Pfizer CEO Alberta Bourla expressed some concern over vaccine waivers, citing the safety, security, and manufacturing risks that waivers could engender. Bourla noted that such a waiver had the potential to “disrupt the flow of raw materials.” In addition, he cited a long-term risk that IP waivers could pose to medical research, in that it would “disincentivize anyone else from taking a big risk.”

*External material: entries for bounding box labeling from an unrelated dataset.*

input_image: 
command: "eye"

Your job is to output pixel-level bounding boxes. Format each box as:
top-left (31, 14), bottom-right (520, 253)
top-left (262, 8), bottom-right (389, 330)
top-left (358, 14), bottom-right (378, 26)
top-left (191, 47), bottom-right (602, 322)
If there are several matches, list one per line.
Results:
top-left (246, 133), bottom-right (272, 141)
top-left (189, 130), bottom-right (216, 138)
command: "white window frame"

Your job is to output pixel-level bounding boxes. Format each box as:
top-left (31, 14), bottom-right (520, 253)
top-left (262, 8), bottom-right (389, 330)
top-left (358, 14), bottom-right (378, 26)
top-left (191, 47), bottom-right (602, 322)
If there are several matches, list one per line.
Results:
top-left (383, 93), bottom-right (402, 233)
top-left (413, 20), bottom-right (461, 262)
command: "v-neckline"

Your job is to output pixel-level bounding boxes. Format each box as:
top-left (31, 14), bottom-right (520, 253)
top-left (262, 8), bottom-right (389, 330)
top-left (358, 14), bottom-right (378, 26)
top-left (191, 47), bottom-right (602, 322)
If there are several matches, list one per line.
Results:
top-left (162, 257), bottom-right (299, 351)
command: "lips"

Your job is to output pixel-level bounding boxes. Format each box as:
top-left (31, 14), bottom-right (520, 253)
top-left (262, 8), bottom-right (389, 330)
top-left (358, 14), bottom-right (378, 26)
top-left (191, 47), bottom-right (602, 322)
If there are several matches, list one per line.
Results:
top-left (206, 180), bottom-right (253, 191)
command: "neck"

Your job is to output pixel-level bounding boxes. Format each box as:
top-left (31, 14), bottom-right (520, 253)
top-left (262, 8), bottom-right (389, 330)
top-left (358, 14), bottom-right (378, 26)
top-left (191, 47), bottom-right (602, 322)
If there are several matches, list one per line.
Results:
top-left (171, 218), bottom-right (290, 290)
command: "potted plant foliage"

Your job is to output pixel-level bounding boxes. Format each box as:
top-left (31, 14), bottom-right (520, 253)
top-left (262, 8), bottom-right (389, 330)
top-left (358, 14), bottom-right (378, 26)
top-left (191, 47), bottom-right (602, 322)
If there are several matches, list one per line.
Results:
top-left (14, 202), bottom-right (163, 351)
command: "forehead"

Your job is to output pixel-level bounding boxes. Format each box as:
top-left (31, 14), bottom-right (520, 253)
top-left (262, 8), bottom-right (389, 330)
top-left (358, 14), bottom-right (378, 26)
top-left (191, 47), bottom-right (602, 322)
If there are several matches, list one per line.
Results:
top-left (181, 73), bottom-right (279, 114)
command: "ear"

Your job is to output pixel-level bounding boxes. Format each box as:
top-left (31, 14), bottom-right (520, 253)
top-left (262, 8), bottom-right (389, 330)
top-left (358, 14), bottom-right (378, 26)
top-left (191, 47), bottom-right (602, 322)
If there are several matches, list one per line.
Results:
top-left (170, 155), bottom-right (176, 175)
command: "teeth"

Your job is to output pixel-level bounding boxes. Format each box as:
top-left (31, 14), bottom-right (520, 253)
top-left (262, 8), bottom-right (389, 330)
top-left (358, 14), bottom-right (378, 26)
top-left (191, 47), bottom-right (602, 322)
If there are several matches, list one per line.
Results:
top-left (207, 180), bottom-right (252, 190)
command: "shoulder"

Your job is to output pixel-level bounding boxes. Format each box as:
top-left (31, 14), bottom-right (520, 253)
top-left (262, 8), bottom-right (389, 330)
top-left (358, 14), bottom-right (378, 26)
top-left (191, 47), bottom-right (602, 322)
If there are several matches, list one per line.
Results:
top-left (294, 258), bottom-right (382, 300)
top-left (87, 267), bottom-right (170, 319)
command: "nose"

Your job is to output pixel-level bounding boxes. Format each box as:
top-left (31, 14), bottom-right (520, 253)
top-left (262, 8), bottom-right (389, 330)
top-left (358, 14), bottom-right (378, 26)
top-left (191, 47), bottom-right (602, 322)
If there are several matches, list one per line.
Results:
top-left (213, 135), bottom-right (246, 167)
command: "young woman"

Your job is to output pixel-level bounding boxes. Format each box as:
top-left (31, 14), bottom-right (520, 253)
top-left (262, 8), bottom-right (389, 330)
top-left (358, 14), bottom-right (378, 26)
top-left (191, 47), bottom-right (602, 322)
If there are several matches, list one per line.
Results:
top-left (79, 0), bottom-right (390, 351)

Bourla makes excellent points, especially when it comes to the potential disincentivization of risk-taking for pharma firms looking for a big payout. The amount of R&D that goes into the development of blockbuster drugs, vaccines and treatments is considerable. Of course, not every COVID-19 vaccine maker will meet with the great success Pfizer has enjoyed. (See Pfizer stock analysis on TipRanks)
Pitfalls of Medical R&D
While Pfizer and BioNTech (BNTX) may have walked away as some of the biggest winners amid this pandemic, some other firms are coming away from COVID-19 developments efforts as major losers. Their research efforts failed to yield a vaccine that reached the high safety and efficacy bar set by Pfizer and Moderna.
Consider AstraZeneca (AZN), which, according to the Wall Street Journal, lost money in the development of its COVID-19 vaccine amid production issues and overblown concerns over rare incidents of blood clots.

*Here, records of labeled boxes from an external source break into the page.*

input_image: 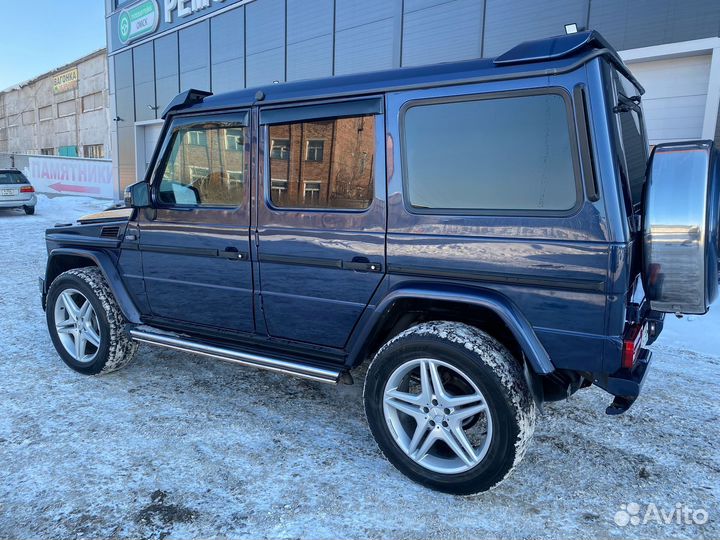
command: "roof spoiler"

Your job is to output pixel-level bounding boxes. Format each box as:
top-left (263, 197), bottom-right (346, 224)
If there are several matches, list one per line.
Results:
top-left (161, 88), bottom-right (213, 120)
top-left (493, 30), bottom-right (645, 95)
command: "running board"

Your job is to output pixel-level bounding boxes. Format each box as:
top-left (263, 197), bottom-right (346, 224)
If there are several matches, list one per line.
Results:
top-left (130, 326), bottom-right (342, 384)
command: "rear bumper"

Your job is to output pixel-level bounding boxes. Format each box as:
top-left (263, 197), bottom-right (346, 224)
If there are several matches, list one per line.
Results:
top-left (605, 349), bottom-right (652, 398)
top-left (595, 349), bottom-right (652, 415)
top-left (0, 195), bottom-right (37, 208)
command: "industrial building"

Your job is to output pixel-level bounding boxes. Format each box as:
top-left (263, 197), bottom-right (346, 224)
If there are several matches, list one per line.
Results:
top-left (106, 0), bottom-right (720, 196)
top-left (0, 49), bottom-right (112, 158)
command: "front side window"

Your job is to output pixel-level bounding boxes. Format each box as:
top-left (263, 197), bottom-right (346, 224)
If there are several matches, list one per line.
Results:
top-left (403, 93), bottom-right (578, 213)
top-left (268, 115), bottom-right (376, 210)
top-left (158, 123), bottom-right (245, 206)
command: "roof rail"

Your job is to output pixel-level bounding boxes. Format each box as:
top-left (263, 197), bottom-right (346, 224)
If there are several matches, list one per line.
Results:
top-left (161, 88), bottom-right (213, 120)
top-left (493, 30), bottom-right (645, 95)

In Canada, the AstraZeneca vaccine was briefly put on pause, while the U.S. FDA (Food and Drug Administration) delayed its review process. All the while, other more successful vaccine makers, most notably Pfizer, BioNTech and Moderna, made significant strides, with their COVID-19 jabs ordered up and placed into arms across the globe.
For every Pfizer that’s made a good profit from its COVID-19 endeavors, there are likely to be many more AstraZenecas that end up losing money.

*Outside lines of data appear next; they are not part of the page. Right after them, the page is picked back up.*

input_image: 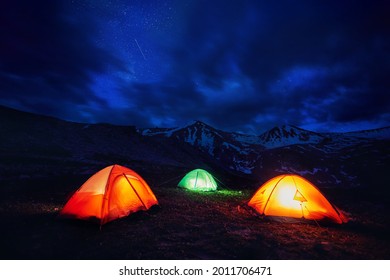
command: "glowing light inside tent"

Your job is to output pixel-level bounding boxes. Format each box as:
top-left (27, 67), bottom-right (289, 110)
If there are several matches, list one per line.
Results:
top-left (178, 169), bottom-right (217, 191)
top-left (274, 184), bottom-right (301, 210)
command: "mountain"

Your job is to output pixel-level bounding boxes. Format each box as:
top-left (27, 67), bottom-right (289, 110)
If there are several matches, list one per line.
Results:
top-left (0, 106), bottom-right (219, 183)
top-left (139, 121), bottom-right (264, 174)
top-left (0, 106), bottom-right (390, 188)
top-left (259, 125), bottom-right (325, 149)
top-left (139, 121), bottom-right (390, 186)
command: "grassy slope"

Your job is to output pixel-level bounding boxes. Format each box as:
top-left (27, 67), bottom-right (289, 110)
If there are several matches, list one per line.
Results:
top-left (0, 177), bottom-right (390, 259)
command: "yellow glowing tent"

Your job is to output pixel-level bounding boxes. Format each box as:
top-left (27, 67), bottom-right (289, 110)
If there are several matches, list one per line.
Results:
top-left (248, 175), bottom-right (347, 224)
top-left (60, 165), bottom-right (158, 225)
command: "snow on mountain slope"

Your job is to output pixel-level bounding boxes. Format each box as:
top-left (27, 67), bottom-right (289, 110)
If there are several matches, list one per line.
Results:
top-left (139, 121), bottom-right (263, 174)
top-left (259, 125), bottom-right (325, 149)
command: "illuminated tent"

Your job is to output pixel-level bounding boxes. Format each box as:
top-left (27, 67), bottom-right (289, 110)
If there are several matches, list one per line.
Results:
top-left (248, 175), bottom-right (347, 224)
top-left (178, 169), bottom-right (218, 191)
top-left (60, 165), bottom-right (158, 225)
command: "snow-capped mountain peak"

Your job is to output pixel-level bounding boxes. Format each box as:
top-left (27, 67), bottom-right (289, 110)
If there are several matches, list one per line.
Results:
top-left (259, 125), bottom-right (325, 148)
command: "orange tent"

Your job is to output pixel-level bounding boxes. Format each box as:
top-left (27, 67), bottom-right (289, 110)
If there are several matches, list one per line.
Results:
top-left (60, 165), bottom-right (158, 225)
top-left (248, 175), bottom-right (347, 224)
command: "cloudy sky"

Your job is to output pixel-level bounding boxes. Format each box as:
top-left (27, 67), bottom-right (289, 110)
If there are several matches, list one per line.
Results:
top-left (0, 0), bottom-right (390, 134)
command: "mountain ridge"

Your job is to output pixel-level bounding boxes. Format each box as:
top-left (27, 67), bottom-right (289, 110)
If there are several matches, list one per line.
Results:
top-left (0, 107), bottom-right (390, 187)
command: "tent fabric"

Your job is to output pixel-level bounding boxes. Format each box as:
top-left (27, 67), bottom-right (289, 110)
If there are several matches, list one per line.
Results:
top-left (60, 165), bottom-right (158, 225)
top-left (248, 174), bottom-right (347, 224)
top-left (178, 169), bottom-right (218, 191)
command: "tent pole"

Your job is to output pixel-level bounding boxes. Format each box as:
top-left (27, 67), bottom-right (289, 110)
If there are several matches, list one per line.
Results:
top-left (122, 173), bottom-right (148, 210)
top-left (194, 171), bottom-right (199, 189)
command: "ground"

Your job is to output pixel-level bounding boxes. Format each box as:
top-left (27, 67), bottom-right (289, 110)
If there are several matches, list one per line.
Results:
top-left (0, 176), bottom-right (390, 260)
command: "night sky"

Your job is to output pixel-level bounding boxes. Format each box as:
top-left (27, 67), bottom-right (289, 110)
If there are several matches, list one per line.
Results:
top-left (0, 0), bottom-right (390, 134)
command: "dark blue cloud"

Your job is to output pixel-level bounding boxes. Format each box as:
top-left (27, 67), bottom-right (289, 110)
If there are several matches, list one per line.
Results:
top-left (0, 0), bottom-right (390, 132)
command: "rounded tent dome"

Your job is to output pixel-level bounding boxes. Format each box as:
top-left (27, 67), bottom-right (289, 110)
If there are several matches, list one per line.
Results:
top-left (178, 169), bottom-right (218, 191)
top-left (60, 165), bottom-right (158, 225)
top-left (248, 174), bottom-right (347, 224)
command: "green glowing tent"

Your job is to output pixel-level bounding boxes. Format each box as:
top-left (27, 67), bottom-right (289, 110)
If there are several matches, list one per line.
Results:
top-left (178, 169), bottom-right (218, 191)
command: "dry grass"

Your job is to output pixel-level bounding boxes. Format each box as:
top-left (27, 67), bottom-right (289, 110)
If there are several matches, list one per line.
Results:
top-left (0, 179), bottom-right (390, 259)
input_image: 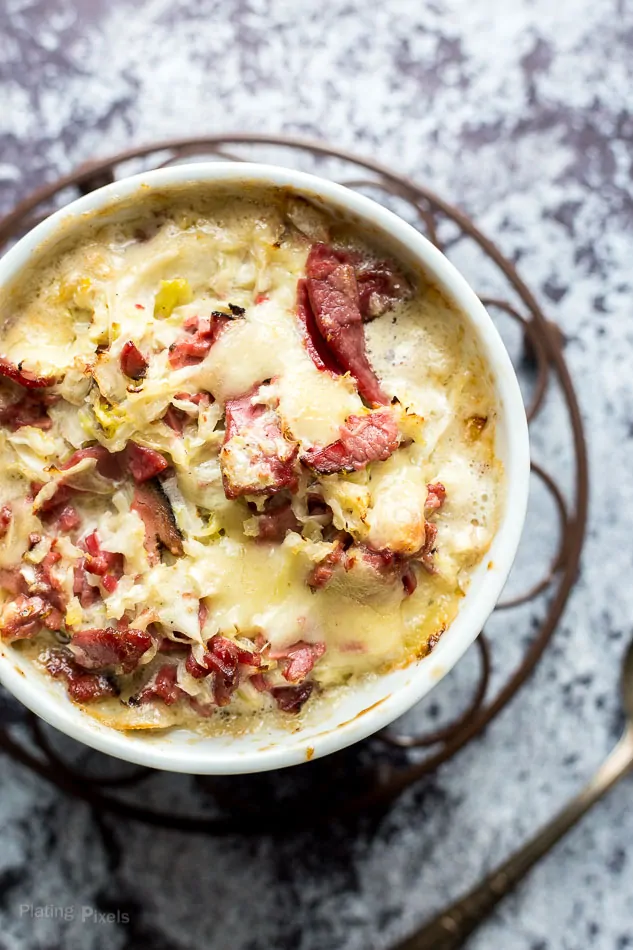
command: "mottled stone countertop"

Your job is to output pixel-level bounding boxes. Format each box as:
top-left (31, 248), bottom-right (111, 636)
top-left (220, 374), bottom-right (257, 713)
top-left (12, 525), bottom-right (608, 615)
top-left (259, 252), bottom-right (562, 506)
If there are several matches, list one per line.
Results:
top-left (0, 0), bottom-right (633, 950)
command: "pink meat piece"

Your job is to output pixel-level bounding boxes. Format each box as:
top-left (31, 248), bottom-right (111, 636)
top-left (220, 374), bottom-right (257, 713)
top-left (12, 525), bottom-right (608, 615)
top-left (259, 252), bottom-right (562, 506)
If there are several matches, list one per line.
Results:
top-left (169, 313), bottom-right (232, 369)
top-left (0, 392), bottom-right (59, 432)
top-left (297, 278), bottom-right (343, 375)
top-left (306, 244), bottom-right (390, 406)
top-left (79, 531), bottom-right (125, 600)
top-left (301, 409), bottom-right (398, 475)
top-left (70, 627), bottom-right (153, 673)
top-left (220, 386), bottom-right (298, 499)
top-left (269, 640), bottom-right (326, 683)
top-left (136, 663), bottom-right (187, 706)
top-left (45, 648), bottom-right (119, 703)
top-left (0, 505), bottom-right (13, 541)
top-left (424, 482), bottom-right (446, 511)
top-left (0, 594), bottom-right (52, 641)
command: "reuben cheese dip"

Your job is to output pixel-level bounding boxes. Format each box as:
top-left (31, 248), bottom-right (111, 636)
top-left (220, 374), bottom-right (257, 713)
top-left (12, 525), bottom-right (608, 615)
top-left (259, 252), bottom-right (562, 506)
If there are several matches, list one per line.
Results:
top-left (0, 183), bottom-right (502, 732)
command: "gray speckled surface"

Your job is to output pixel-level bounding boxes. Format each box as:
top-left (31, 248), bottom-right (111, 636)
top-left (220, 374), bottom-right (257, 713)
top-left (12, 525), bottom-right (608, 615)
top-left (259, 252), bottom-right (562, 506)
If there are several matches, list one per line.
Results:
top-left (0, 0), bottom-right (633, 950)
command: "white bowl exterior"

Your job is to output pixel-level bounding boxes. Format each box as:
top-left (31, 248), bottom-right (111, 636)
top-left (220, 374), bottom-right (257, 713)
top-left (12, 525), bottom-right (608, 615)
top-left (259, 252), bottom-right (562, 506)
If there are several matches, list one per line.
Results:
top-left (0, 162), bottom-right (530, 774)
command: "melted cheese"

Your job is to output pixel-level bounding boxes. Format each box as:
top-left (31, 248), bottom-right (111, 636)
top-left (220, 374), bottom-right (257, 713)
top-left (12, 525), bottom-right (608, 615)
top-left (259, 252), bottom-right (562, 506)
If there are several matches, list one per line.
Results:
top-left (0, 188), bottom-right (501, 728)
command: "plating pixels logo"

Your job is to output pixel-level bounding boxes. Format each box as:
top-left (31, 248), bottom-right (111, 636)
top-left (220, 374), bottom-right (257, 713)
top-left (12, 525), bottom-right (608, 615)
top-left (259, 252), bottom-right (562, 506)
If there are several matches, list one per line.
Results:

Moreover, given that Pfizer would not stand to make as much as it could from its COVID-19 vaccine, Bourla’s IP waiver concerns seem more than warranted.
The risk/reward may be tough for prospective vaccine makers, and the implementation of proposed IP waivers could very well curb the amount of large risks that firms would be willing to shoulder in future pandemics.
In any case, vaccine waivers are unlikely to deliver a significant blow to Pfizer stock, which has remained somewhat muted since it first revealed its COVID-19 breakthrough back in November 2020. The Biden administration is likely to conduct many months’ worth of analysis of the risks and rewards brought forth by any proposed vaccine IP waivers.
Wall Street’s Take
According to TipRanks’ analyst rating consensus, PFE stock comes in as a Hold. Out of 11 analyst ratings, there are 1 Buy and 10 Hold recommendations.
As for price targets, the average analyst price target is $43.09, with an 8.7% upside. Analyst price targets range from a low of $39.00 per share to a high of $53.00 per share.
Looking Beyond Proposed IP Waivers
In the meantime, Pfizer will continue to fire on all cylinders in its battle against COVID-19, with boosters and vaccines to combat new variants of concern. In addition, Pfizer has some fascinating innovations in its pipeline, including a game-changing antiviral pill that could stop a COVID-19 infection in its tracks.
Given the likelihood that coronavirus isn’t going away anytime soon, and the probability that people will need to get their seasonal COVID-19 boosters to avoid contracting any insidious variants, Pfizer stock remains a great buy. Regardless of the outcome of the proposed vaccine IP waiver discussion, Pfizer is in a good position.
For now, investors can collect PFE’s bountiful near-4% yield at a pretty reasonable 12.2x forward price-to-earnings (P/E) earnings multiple.
Disclosure: Joey Frenette owned shares of Pfizer at the time of publication.
Disclaimer: The information contained herein is for informational purposes only. Nothing in this article should be taken as a solicitation to purchase or sell securities.